The Great Recession has had a lingering impact on U.S. consumers, businesses and the economy, and Pew Research reports that Generation X is the only generation to have recovered the wealth lost during the crash.
Pew notes that Generation X was hit particularly hard by the recession—which began in December 2007 and ended in June 2009. Generally newer to the housing market and having bought at peak prices and taken on more mortgage debt, they lost more wealth than the other generations. Gen X households’ median net worth declined 38 percent from 2007 to 2010, while Baby Boomers slipped 26 percent and the Silent Generation declined 14 percent. Pew points to Boomers and Silent Generation households having more of their wealth in financial assets rather than their primary residences. The Great Recession hit Millennials in employment and earnings, but not so much in wealth destruction, as they had little to lose.
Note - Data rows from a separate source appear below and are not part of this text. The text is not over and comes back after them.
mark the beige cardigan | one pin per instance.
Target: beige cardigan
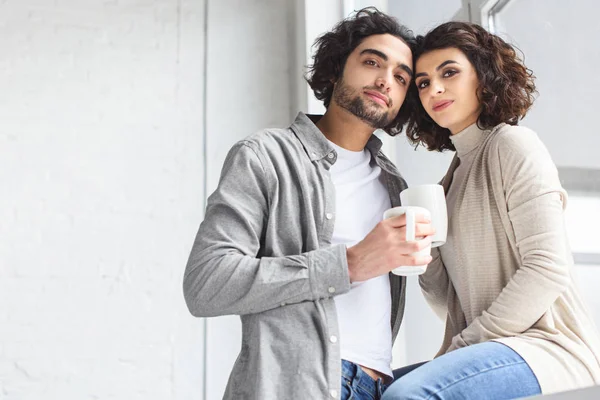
(508, 274)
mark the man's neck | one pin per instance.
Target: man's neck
(344, 129)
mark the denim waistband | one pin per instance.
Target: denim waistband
(357, 377)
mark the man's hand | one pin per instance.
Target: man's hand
(386, 248)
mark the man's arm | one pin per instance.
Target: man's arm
(225, 275)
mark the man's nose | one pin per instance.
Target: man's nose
(382, 83)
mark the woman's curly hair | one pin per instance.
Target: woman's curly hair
(334, 47)
(506, 87)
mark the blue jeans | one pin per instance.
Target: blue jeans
(490, 371)
(357, 385)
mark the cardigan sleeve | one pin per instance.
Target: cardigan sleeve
(535, 200)
(434, 285)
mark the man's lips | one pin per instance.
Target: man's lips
(378, 97)
(440, 105)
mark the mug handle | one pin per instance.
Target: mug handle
(410, 225)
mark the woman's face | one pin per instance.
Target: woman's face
(447, 84)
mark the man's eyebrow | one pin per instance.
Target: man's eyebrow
(384, 57)
(442, 65)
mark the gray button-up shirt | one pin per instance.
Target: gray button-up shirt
(264, 252)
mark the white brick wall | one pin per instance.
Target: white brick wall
(100, 196)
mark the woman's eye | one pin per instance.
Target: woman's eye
(449, 73)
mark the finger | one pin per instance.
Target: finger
(400, 220)
(424, 229)
(397, 221)
(416, 260)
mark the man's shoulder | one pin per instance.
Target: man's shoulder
(270, 139)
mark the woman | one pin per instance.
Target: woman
(515, 323)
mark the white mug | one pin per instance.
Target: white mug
(432, 198)
(411, 213)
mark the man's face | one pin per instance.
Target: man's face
(375, 80)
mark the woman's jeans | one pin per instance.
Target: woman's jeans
(490, 371)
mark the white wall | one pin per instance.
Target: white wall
(101, 180)
(250, 59)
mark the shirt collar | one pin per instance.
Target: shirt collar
(315, 143)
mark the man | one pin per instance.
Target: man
(293, 241)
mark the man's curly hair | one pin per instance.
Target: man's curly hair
(334, 47)
(506, 86)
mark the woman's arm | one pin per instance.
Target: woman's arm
(434, 285)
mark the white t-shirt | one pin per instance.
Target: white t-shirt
(364, 312)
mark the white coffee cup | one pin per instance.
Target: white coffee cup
(432, 198)
(411, 213)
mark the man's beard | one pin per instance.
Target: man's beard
(346, 97)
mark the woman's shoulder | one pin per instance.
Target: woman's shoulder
(513, 139)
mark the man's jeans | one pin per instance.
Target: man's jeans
(490, 371)
(357, 385)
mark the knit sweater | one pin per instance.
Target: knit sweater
(506, 270)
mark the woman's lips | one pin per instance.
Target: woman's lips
(441, 105)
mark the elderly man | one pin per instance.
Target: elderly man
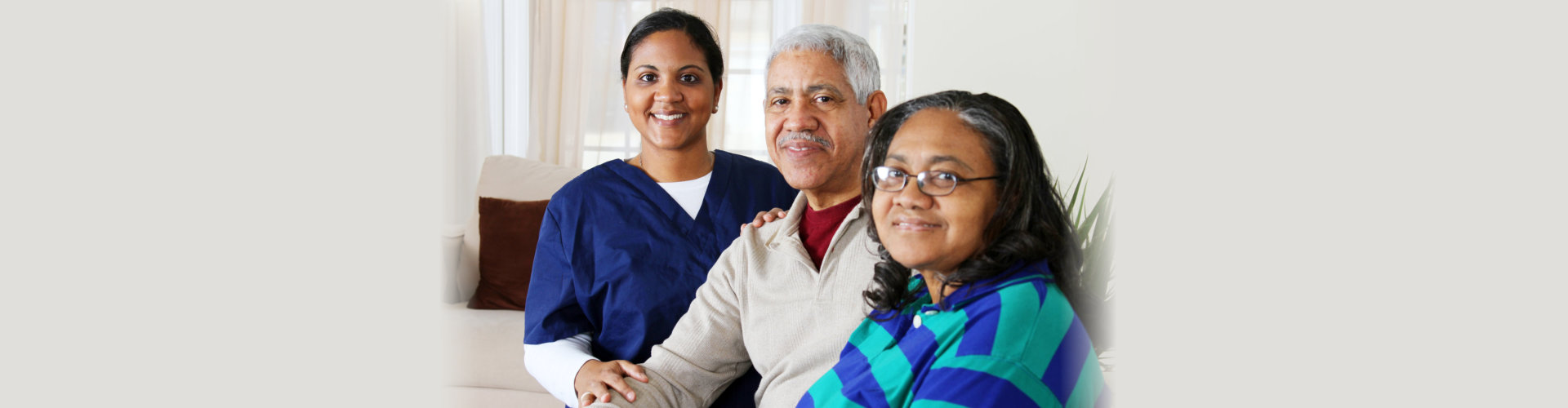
(784, 297)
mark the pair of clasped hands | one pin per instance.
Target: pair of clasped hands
(595, 379)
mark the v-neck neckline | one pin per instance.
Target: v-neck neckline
(666, 204)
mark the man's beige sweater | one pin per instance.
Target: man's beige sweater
(764, 305)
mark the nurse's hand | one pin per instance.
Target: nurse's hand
(595, 380)
(765, 217)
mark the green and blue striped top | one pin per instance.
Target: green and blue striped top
(1005, 341)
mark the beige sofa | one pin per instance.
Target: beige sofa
(485, 347)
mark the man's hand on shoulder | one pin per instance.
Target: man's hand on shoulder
(765, 217)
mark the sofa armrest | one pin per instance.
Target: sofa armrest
(451, 264)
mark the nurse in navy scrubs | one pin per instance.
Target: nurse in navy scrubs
(625, 246)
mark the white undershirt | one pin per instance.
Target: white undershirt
(555, 363)
(688, 193)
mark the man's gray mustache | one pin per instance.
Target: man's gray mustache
(804, 135)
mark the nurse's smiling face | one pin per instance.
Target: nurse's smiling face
(937, 233)
(670, 91)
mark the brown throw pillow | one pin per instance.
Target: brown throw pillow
(509, 233)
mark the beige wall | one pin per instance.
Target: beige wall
(1045, 57)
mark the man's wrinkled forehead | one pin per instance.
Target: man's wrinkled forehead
(833, 71)
(814, 88)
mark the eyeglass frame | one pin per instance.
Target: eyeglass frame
(920, 181)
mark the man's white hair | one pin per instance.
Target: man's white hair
(852, 52)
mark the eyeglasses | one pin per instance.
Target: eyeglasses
(930, 183)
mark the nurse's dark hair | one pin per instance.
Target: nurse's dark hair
(673, 20)
(1031, 222)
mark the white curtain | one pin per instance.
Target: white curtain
(576, 78)
(470, 129)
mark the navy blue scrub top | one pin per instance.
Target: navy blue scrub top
(621, 259)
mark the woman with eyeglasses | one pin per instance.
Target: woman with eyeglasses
(974, 244)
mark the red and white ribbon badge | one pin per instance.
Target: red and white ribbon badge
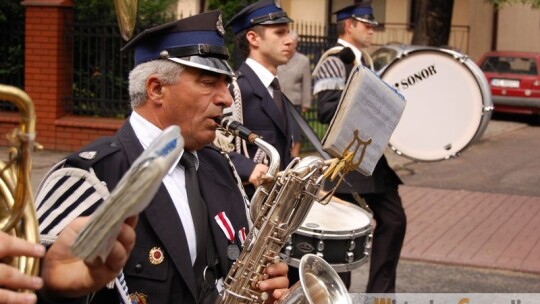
(242, 235)
(225, 225)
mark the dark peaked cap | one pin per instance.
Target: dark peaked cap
(196, 41)
(263, 12)
(362, 12)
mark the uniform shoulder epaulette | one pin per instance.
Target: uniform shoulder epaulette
(93, 153)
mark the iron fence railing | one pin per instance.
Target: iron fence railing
(100, 71)
(12, 63)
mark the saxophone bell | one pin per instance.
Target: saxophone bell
(319, 283)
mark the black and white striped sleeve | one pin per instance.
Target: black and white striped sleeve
(64, 195)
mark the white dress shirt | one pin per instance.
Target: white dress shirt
(174, 181)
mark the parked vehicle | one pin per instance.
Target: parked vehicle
(514, 78)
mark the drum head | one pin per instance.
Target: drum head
(336, 217)
(445, 103)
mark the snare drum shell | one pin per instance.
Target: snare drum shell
(448, 101)
(339, 232)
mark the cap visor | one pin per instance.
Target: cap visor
(279, 20)
(370, 22)
(212, 64)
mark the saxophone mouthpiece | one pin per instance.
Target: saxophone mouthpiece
(236, 128)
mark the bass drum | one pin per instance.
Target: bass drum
(449, 101)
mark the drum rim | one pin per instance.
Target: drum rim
(341, 267)
(335, 235)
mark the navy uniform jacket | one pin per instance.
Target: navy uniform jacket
(171, 281)
(328, 100)
(261, 115)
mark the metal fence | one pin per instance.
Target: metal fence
(100, 71)
(12, 63)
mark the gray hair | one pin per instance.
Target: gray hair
(168, 74)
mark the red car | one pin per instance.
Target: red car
(514, 78)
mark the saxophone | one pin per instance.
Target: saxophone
(278, 207)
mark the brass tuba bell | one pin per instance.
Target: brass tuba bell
(17, 213)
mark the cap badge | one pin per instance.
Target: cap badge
(156, 256)
(164, 54)
(219, 26)
(88, 155)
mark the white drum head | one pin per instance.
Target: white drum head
(336, 216)
(444, 104)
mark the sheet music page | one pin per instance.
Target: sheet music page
(371, 106)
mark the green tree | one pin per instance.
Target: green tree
(149, 13)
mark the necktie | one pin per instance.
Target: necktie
(278, 97)
(196, 202)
Despite the recession’s hit on Gen X, they have rebounded more readily than the other generations as home and stock prices have risen. Pew reports that since 2010, the median net worth of Gen X households have risen 115 percent, and in 2016—the most recent year with available data—the typical household surpassed where it stood in 2007—$84,200 vs. $63,400. In comparison, while the Boomer and Silent Generations’ median wealth exceeds Gen X, in 2016 it remained below where it was in 2007.
Pew attributes the rebound to several factors, including the recovery of home equity, a stronger recovery in financial assets than older generations, and, unlike their senior counterparts, Gen Xers remain in prime working age.